The operative word here is EXPOSURE!
So basically “peril” is the EXPOSURE TO or THREAT OF injury. Actually, it’s not even an exposure to injury… it’s exposure to THE RISK of injury!
Note that it does NOT say anything about actual death or rape or abuse or torture or humiliation. Those things are what happens when a peril actually comes to pass.
“Peril” is a villain THREATENING to rape or torture or abuse or kill a heroine. Peril has always existed as a part of narrative storytelling, most definitely in pulp adventures like comic books and serials. Perils exist as obstacles for the hero or heroine to overcome and escape. The THREAT of an imminent demise adds excitement to the story.
But if a villain is ACTUALLY raping or torturing or killing or abusing the heroine, then it’s no longer “peril” because it’s ACTUALLY HAPPENING! It’s no longer just a threat.
There are many, many producers of superheroine films online and most of them will tell you that they make “peril films”. But most of them go WAY beyond the threat and spend the majority of the film focusing on the acts of violence and violations themselves.
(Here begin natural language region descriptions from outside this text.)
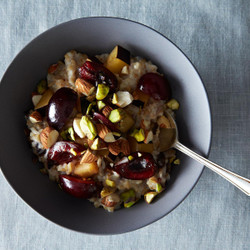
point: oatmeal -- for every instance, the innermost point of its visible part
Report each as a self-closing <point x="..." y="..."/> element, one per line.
<point x="95" y="127"/>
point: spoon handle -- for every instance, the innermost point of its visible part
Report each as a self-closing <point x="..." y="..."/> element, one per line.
<point x="240" y="182"/>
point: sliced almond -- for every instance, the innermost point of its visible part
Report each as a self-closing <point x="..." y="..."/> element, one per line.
<point x="36" y="99"/>
<point x="35" y="117"/>
<point x="148" y="136"/>
<point x="48" y="137"/>
<point x="89" y="157"/>
<point x="84" y="87"/>
<point x="104" y="133"/>
<point x="77" y="127"/>
<point x="86" y="170"/>
<point x="44" y="99"/>
<point x="163" y="122"/>
<point x="119" y="146"/>
<point x="122" y="99"/>
<point x="106" y="110"/>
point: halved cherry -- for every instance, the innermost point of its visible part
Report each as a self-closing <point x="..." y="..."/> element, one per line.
<point x="141" y="167"/>
<point x="78" y="187"/>
<point x="64" y="152"/>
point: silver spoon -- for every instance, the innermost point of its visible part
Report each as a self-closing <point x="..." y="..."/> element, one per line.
<point x="169" y="139"/>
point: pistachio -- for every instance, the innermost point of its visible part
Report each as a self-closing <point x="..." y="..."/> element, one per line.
<point x="88" y="127"/>
<point x="139" y="135"/>
<point x="77" y="128"/>
<point x="102" y="91"/>
<point x="150" y="196"/>
<point x="100" y="105"/>
<point x="42" y="87"/>
<point x="115" y="98"/>
<point x="107" y="191"/>
<point x="173" y="104"/>
<point x="110" y="183"/>
<point x="90" y="107"/>
<point x="68" y="134"/>
<point x="116" y="115"/>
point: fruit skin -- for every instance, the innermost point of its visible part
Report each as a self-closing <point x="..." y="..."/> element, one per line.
<point x="78" y="187"/>
<point x="155" y="85"/>
<point x="140" y="168"/>
<point x="61" y="152"/>
<point x="60" y="107"/>
<point x="96" y="73"/>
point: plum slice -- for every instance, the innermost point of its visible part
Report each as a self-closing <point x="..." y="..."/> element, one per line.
<point x="64" y="152"/>
<point x="141" y="167"/>
<point x="155" y="85"/>
<point x="78" y="187"/>
<point x="96" y="73"/>
<point x="60" y="107"/>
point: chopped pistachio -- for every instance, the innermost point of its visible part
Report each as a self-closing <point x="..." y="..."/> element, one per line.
<point x="130" y="157"/>
<point x="68" y="134"/>
<point x="88" y="127"/>
<point x="100" y="105"/>
<point x="42" y="86"/>
<point x="107" y="191"/>
<point x="73" y="152"/>
<point x="139" y="135"/>
<point x="91" y="105"/>
<point x="127" y="195"/>
<point x="173" y="104"/>
<point x="177" y="162"/>
<point x="110" y="183"/>
<point x="115" y="98"/>
<point x="116" y="115"/>
<point x="102" y="91"/>
<point x="150" y="196"/>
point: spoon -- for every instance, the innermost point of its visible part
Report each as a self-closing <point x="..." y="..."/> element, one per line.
<point x="169" y="139"/>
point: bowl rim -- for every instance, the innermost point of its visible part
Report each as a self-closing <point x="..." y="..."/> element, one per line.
<point x="202" y="85"/>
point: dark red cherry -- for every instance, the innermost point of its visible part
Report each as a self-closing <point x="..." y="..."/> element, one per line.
<point x="78" y="187"/>
<point x="140" y="168"/>
<point x="101" y="118"/>
<point x="96" y="73"/>
<point x="64" y="152"/>
<point x="155" y="85"/>
<point x="60" y="107"/>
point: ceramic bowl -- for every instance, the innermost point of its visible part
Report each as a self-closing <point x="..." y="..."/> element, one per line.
<point x="96" y="36"/>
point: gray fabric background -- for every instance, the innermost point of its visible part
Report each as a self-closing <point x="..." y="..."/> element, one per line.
<point x="215" y="35"/>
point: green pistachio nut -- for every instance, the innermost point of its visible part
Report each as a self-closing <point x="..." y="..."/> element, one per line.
<point x="100" y="105"/>
<point x="116" y="115"/>
<point x="173" y="104"/>
<point x="68" y="134"/>
<point x="102" y="91"/>
<point x="138" y="134"/>
<point x="42" y="87"/>
<point x="88" y="127"/>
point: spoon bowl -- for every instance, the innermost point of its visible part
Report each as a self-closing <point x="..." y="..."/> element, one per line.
<point x="169" y="139"/>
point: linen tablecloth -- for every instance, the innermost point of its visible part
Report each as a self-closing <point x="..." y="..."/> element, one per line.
<point x="215" y="35"/>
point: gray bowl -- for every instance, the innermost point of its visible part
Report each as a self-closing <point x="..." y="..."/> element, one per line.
<point x="94" y="36"/>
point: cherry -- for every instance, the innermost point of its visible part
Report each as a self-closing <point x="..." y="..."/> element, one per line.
<point x="155" y="85"/>
<point x="96" y="73"/>
<point x="139" y="168"/>
<point x="60" y="107"/>
<point x="64" y="152"/>
<point x="78" y="187"/>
Thus the majority of superheroine clip consumers have come to accept that “peril” and the ACTS of violence are one in the same.
Humiliation, torture, death, rape, abuse… rather than calling it what it is… it is instead INACCURATELY and collectively referred to as “peril”.
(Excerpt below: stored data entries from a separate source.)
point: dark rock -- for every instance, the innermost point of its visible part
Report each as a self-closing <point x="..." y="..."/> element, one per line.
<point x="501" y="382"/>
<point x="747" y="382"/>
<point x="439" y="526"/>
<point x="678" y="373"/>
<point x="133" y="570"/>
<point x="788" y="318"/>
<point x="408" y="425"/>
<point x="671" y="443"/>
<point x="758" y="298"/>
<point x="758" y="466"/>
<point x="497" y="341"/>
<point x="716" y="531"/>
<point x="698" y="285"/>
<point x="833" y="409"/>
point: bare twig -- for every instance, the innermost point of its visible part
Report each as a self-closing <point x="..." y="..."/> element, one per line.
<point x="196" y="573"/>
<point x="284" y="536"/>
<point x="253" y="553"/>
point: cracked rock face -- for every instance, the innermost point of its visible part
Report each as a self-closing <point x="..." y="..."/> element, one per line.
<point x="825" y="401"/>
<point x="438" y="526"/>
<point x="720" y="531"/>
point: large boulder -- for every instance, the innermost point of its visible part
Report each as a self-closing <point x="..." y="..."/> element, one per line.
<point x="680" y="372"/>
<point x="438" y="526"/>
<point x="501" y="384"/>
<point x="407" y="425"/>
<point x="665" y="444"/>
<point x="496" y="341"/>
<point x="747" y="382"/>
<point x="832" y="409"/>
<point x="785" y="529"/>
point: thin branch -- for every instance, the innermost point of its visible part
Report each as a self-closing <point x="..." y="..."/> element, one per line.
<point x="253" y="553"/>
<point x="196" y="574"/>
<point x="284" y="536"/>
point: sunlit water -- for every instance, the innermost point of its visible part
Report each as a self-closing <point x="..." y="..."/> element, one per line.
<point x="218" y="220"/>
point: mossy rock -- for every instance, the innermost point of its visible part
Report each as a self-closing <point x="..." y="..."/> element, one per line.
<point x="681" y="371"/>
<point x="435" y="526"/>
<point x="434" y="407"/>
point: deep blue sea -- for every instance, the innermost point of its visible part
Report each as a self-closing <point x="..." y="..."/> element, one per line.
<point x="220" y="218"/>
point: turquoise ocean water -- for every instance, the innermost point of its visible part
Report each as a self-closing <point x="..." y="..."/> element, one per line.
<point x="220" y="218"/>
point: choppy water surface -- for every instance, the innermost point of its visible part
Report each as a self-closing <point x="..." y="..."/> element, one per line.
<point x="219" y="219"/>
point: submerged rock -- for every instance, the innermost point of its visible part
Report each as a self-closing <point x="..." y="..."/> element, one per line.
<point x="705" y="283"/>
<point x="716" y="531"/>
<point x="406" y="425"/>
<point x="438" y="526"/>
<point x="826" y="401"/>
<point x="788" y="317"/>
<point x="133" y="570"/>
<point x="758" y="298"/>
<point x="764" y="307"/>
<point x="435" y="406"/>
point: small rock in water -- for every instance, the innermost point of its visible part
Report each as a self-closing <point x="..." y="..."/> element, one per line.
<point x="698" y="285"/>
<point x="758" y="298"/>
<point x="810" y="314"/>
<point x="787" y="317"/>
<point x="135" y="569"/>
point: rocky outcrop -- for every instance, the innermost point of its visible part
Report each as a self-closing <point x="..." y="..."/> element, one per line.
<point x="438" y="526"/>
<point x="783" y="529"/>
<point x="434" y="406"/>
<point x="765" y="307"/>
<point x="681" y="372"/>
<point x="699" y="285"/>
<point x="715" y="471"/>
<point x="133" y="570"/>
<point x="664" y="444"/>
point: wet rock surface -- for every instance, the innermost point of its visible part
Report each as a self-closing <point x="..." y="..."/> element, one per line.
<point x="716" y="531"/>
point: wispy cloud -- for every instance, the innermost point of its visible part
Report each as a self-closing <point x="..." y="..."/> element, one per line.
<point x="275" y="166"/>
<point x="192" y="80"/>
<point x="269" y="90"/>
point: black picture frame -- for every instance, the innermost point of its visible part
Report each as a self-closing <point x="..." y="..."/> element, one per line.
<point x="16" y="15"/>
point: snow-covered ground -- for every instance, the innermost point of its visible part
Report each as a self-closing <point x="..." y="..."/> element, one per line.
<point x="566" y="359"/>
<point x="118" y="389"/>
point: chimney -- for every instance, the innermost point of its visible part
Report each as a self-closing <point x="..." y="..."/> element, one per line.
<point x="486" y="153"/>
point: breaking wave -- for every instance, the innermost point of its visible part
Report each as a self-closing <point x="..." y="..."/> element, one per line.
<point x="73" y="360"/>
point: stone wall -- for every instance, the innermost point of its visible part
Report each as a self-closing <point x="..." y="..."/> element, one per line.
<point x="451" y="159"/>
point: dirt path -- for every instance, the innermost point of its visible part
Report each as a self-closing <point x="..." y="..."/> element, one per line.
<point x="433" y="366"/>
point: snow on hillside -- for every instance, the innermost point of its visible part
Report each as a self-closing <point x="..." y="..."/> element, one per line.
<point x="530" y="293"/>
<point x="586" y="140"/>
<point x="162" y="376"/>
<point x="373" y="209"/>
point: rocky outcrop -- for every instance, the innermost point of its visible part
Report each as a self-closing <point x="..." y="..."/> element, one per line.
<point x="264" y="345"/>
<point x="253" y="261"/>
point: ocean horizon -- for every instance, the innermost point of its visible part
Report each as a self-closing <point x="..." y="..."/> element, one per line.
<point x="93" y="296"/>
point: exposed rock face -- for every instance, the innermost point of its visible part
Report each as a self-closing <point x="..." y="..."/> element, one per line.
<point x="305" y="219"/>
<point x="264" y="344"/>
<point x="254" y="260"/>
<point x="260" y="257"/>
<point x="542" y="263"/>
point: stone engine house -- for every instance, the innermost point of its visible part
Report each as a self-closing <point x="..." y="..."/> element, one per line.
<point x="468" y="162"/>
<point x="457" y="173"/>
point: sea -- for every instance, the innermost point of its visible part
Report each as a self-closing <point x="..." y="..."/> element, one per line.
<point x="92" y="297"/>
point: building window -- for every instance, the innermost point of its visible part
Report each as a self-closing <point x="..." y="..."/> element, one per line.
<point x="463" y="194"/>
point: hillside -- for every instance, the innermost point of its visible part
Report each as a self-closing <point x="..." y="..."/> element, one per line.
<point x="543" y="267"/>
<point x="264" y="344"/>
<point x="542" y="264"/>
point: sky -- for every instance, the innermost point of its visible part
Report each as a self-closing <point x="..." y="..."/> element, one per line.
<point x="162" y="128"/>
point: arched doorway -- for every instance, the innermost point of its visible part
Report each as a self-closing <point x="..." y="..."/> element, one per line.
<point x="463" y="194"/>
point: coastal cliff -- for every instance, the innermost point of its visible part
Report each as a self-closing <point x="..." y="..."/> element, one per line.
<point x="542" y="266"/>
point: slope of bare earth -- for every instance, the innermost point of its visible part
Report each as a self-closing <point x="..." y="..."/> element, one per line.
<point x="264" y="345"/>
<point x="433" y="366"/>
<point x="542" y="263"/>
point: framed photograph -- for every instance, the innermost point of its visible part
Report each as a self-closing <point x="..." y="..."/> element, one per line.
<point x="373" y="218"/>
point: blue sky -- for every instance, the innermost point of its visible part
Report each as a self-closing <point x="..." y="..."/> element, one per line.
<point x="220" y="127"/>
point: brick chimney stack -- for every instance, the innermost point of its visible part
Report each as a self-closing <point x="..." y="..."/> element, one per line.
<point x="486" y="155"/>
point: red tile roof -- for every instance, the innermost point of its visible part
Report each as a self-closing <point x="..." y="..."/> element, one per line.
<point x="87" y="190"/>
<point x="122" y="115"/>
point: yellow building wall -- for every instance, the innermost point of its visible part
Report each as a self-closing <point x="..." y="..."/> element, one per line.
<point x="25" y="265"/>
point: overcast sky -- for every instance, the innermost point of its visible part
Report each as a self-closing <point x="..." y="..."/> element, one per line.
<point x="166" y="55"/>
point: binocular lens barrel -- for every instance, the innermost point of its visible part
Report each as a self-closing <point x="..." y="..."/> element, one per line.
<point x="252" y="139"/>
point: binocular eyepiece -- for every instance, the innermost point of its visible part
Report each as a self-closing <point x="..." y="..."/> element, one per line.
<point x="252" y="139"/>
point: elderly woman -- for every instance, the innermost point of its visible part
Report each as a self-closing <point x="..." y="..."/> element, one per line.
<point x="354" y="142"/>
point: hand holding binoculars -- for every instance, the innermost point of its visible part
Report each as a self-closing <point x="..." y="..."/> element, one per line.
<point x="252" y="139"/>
Now let me be perfectly clear… I do not pass judgment on either the filmmakers or customers and everyone is welcome to enjoy whatever it is that they enjoy so long as everyone involved is consensual. I know that many of these producers and customers and actresses are perfectly well-adjusted people indulging in a FANTASY (i.e. – fiction, not reality). Each to his own, eye of the beholder, throwing stones in glass houses, blah blah blah….
My point is this… the widespread use of the word “peril” to describe the ACTUAL HAZARD ITSELF has resulted in consumer confusion.
I would argue that our heroines often face the THREAT of an imminent demise, therefore we make peril films… in the sense that all comic books and serials and pulps have peril.
However, many superheroine fans will tell you that we do not make peril films at all. We don’t go all the way, so to speak. They’ve bought into the lingo, not the definition.
Likewise many people that HATE “peril films” freak out every time we mention the word, and assume that if Stormy Tempest is in peril then we must be molesting her (which, of course, is not what we mean at all). They’ve also bought into the lingo, not the definition.
So if the word “peril” is now largely and irreversibly understood to have a meaning other than its proper definition… we clearly need a NEW WORD to express the concept of the EXPOSURE TO THE RISK of violence and injury.
If our superheroines are NOT in “peril”… what word should we now use that would maximize clarity?